Coordinate Systems (Gemini)
A coordinate system is a mathematical framework that uses numbers (coordinates) to uniquely determine the position of points or geometric elements in space.
It relies on a fixed reference point, the origin, and reference lines or axes. Key types include Cartesian, polar, and geographic systems.
Common Usage Examples:
Cartesian Planes: Representing 2D points on a graph.
Geographical Mapping: Using latitude and longitude (spherical coordinates) to locate positions on Earth.
3D Modeling/Engineering: Using axes for modeling objects in space.
GPS Tracking: Determining precise locations on a map using spatial data.
There is no single mandatory coordinate system for all machine learning (ML) projects. The choice of coordinate system is dependent on the project's domain (e.g., 3D vision, GIS, robotics) and the data modality.
There are multiple, well-defined standards for specific tasks.
Here is a breakdown of the common systems and when to use them:
1. Computer Vision (2D/3D) Pixel/Image Coordinate System.

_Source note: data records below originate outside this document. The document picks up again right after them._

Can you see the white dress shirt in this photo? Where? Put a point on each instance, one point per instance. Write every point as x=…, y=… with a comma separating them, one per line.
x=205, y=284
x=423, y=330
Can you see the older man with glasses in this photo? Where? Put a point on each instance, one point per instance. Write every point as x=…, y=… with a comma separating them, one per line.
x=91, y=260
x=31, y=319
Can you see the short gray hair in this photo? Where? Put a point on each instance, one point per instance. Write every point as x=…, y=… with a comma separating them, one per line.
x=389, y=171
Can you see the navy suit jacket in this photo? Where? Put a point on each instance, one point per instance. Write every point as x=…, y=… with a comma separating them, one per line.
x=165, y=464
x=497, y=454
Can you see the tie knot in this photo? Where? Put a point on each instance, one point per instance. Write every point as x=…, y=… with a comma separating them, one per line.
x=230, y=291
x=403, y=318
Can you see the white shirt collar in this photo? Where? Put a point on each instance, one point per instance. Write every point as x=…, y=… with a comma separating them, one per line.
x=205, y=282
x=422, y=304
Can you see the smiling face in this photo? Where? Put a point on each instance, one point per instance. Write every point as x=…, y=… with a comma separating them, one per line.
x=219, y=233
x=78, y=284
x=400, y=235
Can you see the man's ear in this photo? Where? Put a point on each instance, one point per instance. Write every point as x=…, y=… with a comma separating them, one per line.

2. Geospatial/GIS Projects
Geographic Coordinate System (GCS): Uses 3D spherical surfaces (latitude and longitude).
3. Robotics & Industrial
Egocentric Coordinate System: Based on the robot's or camera's perspective ("left", "right", "front").
Absolute Coordinate System: Based on a fixed origin point in the environment.
Sensor Fusion (Lidar/Camera): Requires calibrating multiple sensors to a shared coordinate frame.
Key Takeaways
Consistency is Key: While not mandatory globally, the coordinate system must be consistent across all data used in a single training project (e.g., if one camera uses top-left origin, they all should).
Coordinate Transformation: Algorithms often need to transform coordinates (e.g., world to camera) using matrices.
Normalization: When feeding coordinates into a model, normalizing them to a consistent range (e.g., -1 to 1) is often preferred to keep numerical values stable.